LIKE ratatouille, crespeou can be made myriad ways. The easiest is just to cook up a stack of open-face omelets, piling them on a plate as they firm up and brown slightly, then cut the assemblage into wedges to serve right away. But it is much more common to stack the omelets and then weight them overnight so that they compress and cling together even more. The contrast among flavors in every layer is more pronounced.

A recipe I tore out of a French food magazine I bought on my first trip to Provence 10 years ago called for even more drama: This crespeou was layered into a springform pan, then covered in an egg-and-cream custard and baked to make something like a cross between a quiche and a crespeou. The extra step strikes me as overkill, though.

Another variation turned up in Simone Beck's "New Menus From Simca's Cuisine," a classic cookbook from 1978 a friend loaned me after hearing I was trying to re-create a dish even a French friend did not know well. The late cookbook author, who collaborated with Julia Child on her first master work, called her take "les omelettes en sandwich," and she properly touted it as a great destination for the bits and pieces and ends of jars in the refrigerator: "leftover vegetables, stray bits of cheese, a teacup with the last bit of tomato sauce." Six omelets are stacked and served immediately in this version.

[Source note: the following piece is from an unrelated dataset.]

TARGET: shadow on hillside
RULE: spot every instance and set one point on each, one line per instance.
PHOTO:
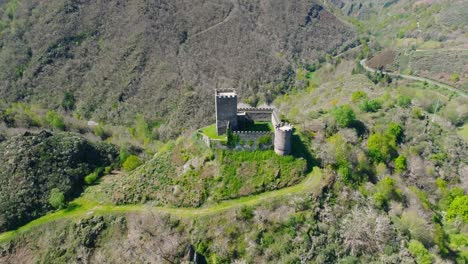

Interestingly, Beck noted that the same dish could be made with crepes in wintertime as a way of cutting back on the eggs, which in a seasonally sensitive world were scarcer and thus more expensive while chickens were molting. Our all-food-all-the-time attitude precludes that, but crepes could be cool in a summer crespeou too.

What makes crespeou appealing for an American cook is that it is so free-form. You can flavor the different layers with just about anything, and you can build it as high as you like. Starting with Provencal standards makes sense, and it is hard to surpass alternating layers of eggs spiked with tapenade, anchovies, basil, zucchini, garlic, spinach, capers, eggplant, tomatoes and more.

Crespeou is much more forgiving than a one-on-a-plate omelet breakfast. If any layer is less than perfect, you can be sure no one will notice any imperfection; the layers all meld in a way stand-alone eggs never do.

Cooking all the open-face omelets is also very easy: You just need to beat the eggs well with salt and pepper and mix in any seasonings, then heat a teaspoon or so of olive oil in a 9-inch saute pan and scramble the eggs until they hold together in a single flat layer. If you want them to be very thin, don't stir them as they set; otherwise, whisk away.

And while the recipe that follows is relatively precise, you can feel free to adjust the timing and make the eggs more golden on the bottom rather than crustier-brown, or keep the top side moist to the point of wet.